Federal agencies slip slightly on customer satisfaction survey

The public's overall satisfaction with government services fell slightly from an all-time high last year, according to the latest American Customer Satisfaction Index, released Monday.

Federal agencies earned a score of 70.2 out of a possible 100 points in 2002, down roughly 1.5 percent from last year's score of 71.3. Even though the overall score for satisfaction with government services fell, some agencies drew nearly even with private, nonmanufacturing companies. The average score for the public and private sectors combined rose from 72 to 73.1 over last year.

The annual survey, conducted by the University of Michigan Business School's National Quality Research Center, measures customer satisfaction with seven economic sectors, 35 industries, 190 companies and federal and local government agencies. In 2002, the surveyors questioned 39 different groups of customers who receive government services. Of the 39, 17 groups participated in last year's survey and 22 were new additions.

This year, the survey included satisfaction scores for government Web sites for the first time. The government outpaced private companies in this category, earning an average of 74 points, versus 73.1 points for the private sector. Within the government, the Health and Human Services Department's Office of Women's Health received the highest score-80 points.

Larry Freed, CEO and president of ForSee Results, one of several companies providing financial support for the survey, attributed the high satisfaction with government Web sites to their ability to reduce costs of communicating and to provide the public with access to consistent, high-quality information.

The slight drop in overall satisfaction with government services is largely because Medicare recipients and corporate tax filers were less pleased in 2002, according to Claes Fornell, a professor at the University of Michigan Business School. Satisfaction with Centers for Medicare and Medicaid Services fell 3 percentage points, from a score of 79 in 2001 to a score of 76 this year. And businesses filing taxes with the Internal Revenue Service were also less satisfied in 2002, contributing to a 9 percent decrease in the agency's score.

But survey analysts praised the IRS for improving satisfaction among individual tax filers. Satisfaction in this subgroup earned a score of 62, representing a 22 percent increase since 1999. "No organization, whether private or public, has shown a similar improvement in such a short period of time," Fornell wrote in an analysis of the survey.

The improved score is a tribute to the simplicity and efficiency of electronic filing, according to Fornell. The IRS scored a 78 with electronic filers, compared with a 53 from paper filers.

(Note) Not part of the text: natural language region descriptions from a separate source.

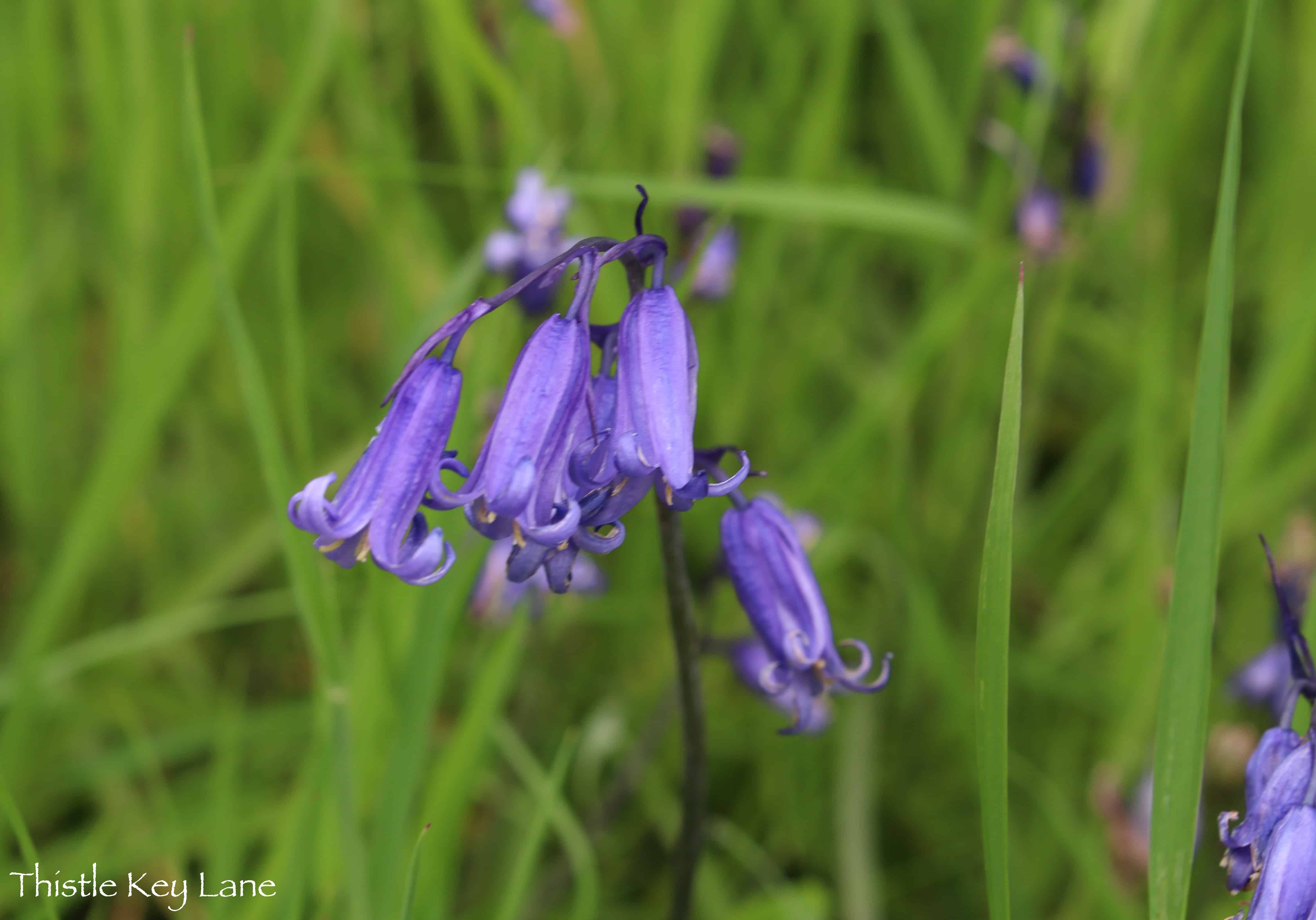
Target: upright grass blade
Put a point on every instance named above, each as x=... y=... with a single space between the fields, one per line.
x=572 y=834
x=993 y=673
x=318 y=615
x=20 y=834
x=1181 y=734
x=532 y=839
x=410 y=889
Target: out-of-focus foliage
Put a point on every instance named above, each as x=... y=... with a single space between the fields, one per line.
x=161 y=710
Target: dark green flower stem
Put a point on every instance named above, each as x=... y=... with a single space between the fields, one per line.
x=685 y=635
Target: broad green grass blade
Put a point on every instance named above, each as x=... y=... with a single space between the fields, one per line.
x=322 y=635
x=410 y=889
x=576 y=841
x=993 y=673
x=924 y=103
x=20 y=834
x=898 y=214
x=532 y=839
x=1181 y=735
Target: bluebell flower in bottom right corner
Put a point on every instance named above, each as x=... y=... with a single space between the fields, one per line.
x=777 y=588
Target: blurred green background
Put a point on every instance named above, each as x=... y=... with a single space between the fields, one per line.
x=161 y=710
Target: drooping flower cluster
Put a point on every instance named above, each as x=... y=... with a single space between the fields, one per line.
x=536 y=214
x=568 y=453
x=794 y=658
x=1274 y=847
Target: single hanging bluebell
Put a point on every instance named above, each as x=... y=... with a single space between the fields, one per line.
x=376 y=514
x=776 y=585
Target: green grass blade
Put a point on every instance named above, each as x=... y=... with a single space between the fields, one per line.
x=532 y=839
x=1181 y=736
x=884 y=211
x=437 y=618
x=410 y=889
x=20 y=834
x=576 y=840
x=993 y=673
x=322 y=635
x=455 y=777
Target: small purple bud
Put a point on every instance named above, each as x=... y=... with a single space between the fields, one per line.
x=377 y=510
x=1038 y=222
x=716 y=268
x=1010 y=55
x=495 y=597
x=536 y=215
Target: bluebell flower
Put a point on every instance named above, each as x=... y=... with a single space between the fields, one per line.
x=752 y=661
x=1282 y=772
x=657 y=383
x=536 y=214
x=1288 y=886
x=376 y=513
x=716 y=268
x=495 y=597
x=1038 y=222
x=518 y=486
x=1268 y=680
x=776 y=585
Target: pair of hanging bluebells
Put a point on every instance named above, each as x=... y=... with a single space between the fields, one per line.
x=570 y=453
x=1274 y=847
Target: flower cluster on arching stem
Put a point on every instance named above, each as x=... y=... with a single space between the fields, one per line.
x=1274 y=847
x=568 y=455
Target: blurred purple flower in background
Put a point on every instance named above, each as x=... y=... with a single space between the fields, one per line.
x=1038 y=222
x=558 y=14
x=716 y=268
x=1009 y=53
x=536 y=214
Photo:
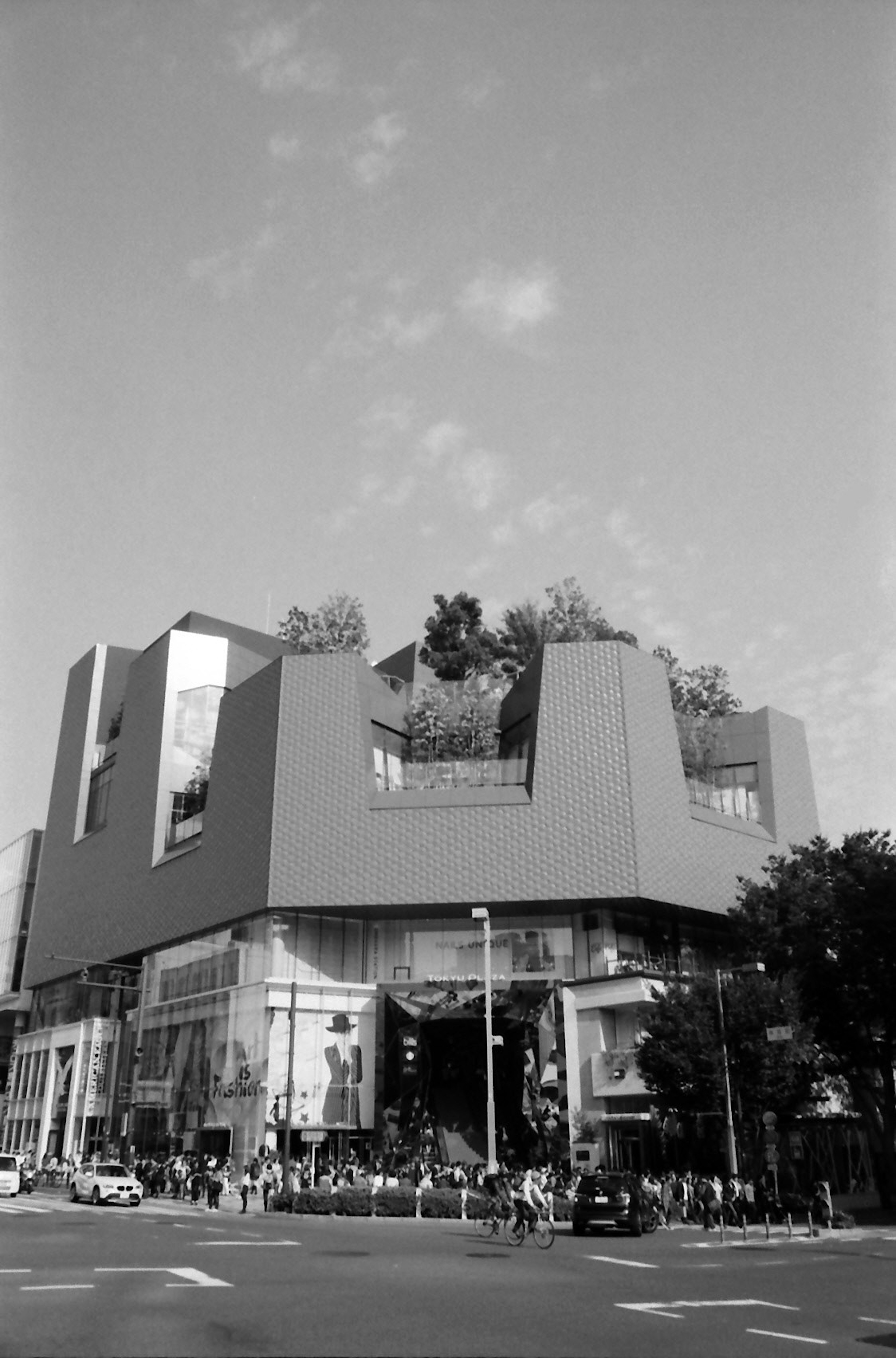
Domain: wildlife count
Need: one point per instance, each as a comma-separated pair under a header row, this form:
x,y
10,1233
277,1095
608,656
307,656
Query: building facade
x,y
229,818
18,876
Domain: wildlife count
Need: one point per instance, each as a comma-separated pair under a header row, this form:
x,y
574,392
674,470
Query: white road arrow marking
x,y
196,1278
629,1264
668,1308
778,1334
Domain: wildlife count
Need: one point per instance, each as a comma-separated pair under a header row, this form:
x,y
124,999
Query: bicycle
x,y
493,1220
542,1231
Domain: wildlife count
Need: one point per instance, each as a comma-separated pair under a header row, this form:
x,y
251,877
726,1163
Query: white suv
x,y
106,1183
9,1175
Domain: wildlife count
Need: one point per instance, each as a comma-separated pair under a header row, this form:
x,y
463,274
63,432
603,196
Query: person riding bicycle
x,y
527,1200
497,1186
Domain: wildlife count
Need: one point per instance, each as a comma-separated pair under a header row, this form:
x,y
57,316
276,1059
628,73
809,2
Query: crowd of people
x,y
683,1197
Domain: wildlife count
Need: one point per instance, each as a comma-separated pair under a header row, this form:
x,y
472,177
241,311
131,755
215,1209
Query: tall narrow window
x,y
98,796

Of federal agencies participating in the survey, the U.S. Mint, which sells coins to collectors, received the highest satisfaction rating, even though its score dropped from 88 points last year to 84. Survey respondents also gave the Social Security Administration high marks. The agency received a score of 83 from retirement benefits recipients. The Veterans Health Administration, part of the Veterans Affairs Department, received 81 points from inpatients at VA medical centers.

Fornell also praised the Federal Aviation Administration for improvement "at a time when airlines are under significant security and financial pressures." The FAA's score rose 9 percent in the past year, from 59 points to 64 points. An effort to serve pilots better by presenting policies and regulations in clear, plain language, helped boost the score, according to Fornell.

In general, customers tended to rate regulatory agencies such as the Food and Drug Administration-which earned 67 points-lower than service-based agencies like SSA. Also, agencies need to focus on timely service delivery, according to Fornell. Overall, government agencies rated an average of 80 points on professionalism, 82 points on courtesy and 73 points on timeliness.